4D Pharma Announces Opening of a Study Investigating MRx0518 in Combination with Radiotherapy in Patients with Resectable Pancreatic Cancer

4D pharma plc (AIM: DDDD), a pharmaceutical company leading the development of Live Biotherapeutics, today announces the opening of a clinical study to evaluate the safety and preliminary clinical efficacy of MRx0518 in combination with preoperative radiotherapy in 15 patients with resectable pancreatic cancer.

The study is being conducted at The University of Texas MD Anderson Cancer Center and is the second opened as part of a strategic collaboration to evaluate 4D’s Live Biotherapeutic oncology pipeline across a range of cancer settings. Cullen M. Taniguchi, M.D., Ph.D., Assistant Professor of Radiation Oncology at MD Anderson, is the principal investigator for the study.

Subjects will be dosed daily with MRx0518 for one week prior to and throughout radiotherapy, up until 24 hours prior to surgical resection. In addition to the primary endpoint of safety and tolerability, the study will evaluate the preliminary clinical efficacy of the combination including assessment of major pathologic response, Progression Free Survival (PFS) and Overall Survival (OS). Additional secondary and exploratory endpoints will assess changes in tumour infiltrating lymphocytes (TILs) and the gut microbiome.

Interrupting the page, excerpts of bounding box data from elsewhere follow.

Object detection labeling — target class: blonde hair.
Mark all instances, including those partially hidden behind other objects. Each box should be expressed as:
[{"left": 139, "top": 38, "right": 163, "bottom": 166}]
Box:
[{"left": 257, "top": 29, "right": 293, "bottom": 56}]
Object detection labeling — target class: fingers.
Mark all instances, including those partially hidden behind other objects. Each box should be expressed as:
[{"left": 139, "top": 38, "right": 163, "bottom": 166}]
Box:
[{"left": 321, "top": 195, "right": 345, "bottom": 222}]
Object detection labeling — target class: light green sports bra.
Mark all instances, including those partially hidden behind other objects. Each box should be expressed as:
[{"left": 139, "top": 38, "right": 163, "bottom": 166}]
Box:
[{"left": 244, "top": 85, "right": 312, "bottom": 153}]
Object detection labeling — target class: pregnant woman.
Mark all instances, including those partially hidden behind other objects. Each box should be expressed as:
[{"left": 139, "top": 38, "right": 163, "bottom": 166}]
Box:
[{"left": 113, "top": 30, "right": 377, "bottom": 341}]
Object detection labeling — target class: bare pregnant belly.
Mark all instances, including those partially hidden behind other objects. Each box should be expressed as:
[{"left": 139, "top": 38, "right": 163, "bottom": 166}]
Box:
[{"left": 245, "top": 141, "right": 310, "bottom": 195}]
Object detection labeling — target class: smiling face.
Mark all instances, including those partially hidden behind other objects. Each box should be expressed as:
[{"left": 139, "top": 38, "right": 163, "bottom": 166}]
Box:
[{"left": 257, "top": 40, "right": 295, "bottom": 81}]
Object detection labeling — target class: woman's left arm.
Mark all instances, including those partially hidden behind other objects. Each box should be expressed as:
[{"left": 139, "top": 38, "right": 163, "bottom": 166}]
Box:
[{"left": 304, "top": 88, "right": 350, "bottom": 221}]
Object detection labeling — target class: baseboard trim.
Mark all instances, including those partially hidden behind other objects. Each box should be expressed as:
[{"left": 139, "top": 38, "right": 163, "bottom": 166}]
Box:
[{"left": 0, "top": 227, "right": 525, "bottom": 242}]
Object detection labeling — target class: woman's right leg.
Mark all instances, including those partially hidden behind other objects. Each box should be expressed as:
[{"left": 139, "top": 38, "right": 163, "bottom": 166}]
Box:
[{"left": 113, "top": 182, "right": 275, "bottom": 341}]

Alex Stevenson, 4D’s Chief Scientific Officer, commented:

“Pancreatic cancer carries a poor prognosis and remains an area of significant unmet need. Encouraged by promising early signals in our other clinical studies, we believe MRx0518 has the potential to offer new treatment options and dramatically improve outcomes for patients with pancreatic cancer. This third study demonstrates 4D’s ongoing commitment to oncology.”

4D recently announced clinical observations from its ongoing open-label study of MRx0518 in combination with KEYTRUDA® (pembrolizumab) in patients with solid tumours that have progressed on prior checkpoint inhibitor therapy with no known alternative treatment options. The combination is well tolerated with no drug-related adverse events, and currently has induced partial responses in two of six evaluable patients and stable disease in a third patient.